2.	BIC/SIC(Bayesian (Schwarz) Information Criterion)   
a.	Consistent  
b.	not asymptotically efficient  
**stats::BIC(fit)**  
where fit is the a fitted model object   
Both AIC and BIC are the smaller the better.   

### Summary

#### Steps
The full model includes a trend, seasonal dummies, and cyclical dynamics
For a given visualized data:   
  a.	Extract the trend and seasonality (stl)  
  b.	ACF & PACF, Remove any possible dynamics(tsdisplay, auto.arima)  
  c.	Check if the residuals looks like a white noise  

#### Residuals vs White Noise

```{r}
#this fit is following the last chunk
tsdisplay(resid(fit))
forecast::checkresiduals(fit)
```

Note:  
1. Object in resid() can be either a time series model, a forecast object, or a time series (assumed to be residuals).  
2. In the new graph, the scale of ACF and PACF is significantly smaller, thus we have removed some of the dynamics.  
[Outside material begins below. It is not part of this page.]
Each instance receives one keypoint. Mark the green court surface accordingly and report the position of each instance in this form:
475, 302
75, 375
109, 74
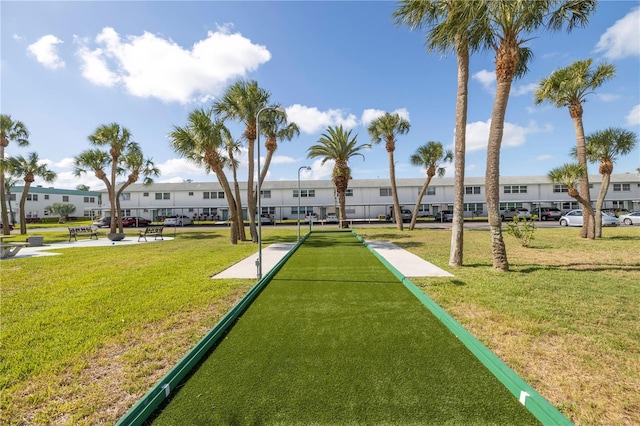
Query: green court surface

#### Test Parameter stability  

CUSUM(Cumulative Sum of Standardized Recursive Residuals):  
Check if the CUSUM leave the confidence interval to capture the dynamics.  
Recursive Residuals: **strucchange::recresid(x, y, formula)** 

```{r}
autoplot(ts(recresid(fit$res ~ t[-1])))+
  ggtitle("The recursive residual of ARIMA(1,0,2)")+
  ylab("recursive residual")
```

Empirical Fluctuation Processes:  **efp(x, y, formula, type = "Rec-CUSUM")**

```{r}
plot(efp(fit$res ~ t[-1], type = "Rec-CUSUM"))
```

Note:  
1. In the recursive residual's visialization, we find some instability in the middle.  
2. Empirical Fluctuation Processes showed the parameter's stability is acceptable.  

### Reference:

www.rdocumentation.org

My sincere appreciation to Dr. Randall Rojas (UCLA Econ 144 19’ Spring)’s work. The general model’s idea, both data set: cangas and the tidied “w-gs1yr.txt” is from the Econ 144 class.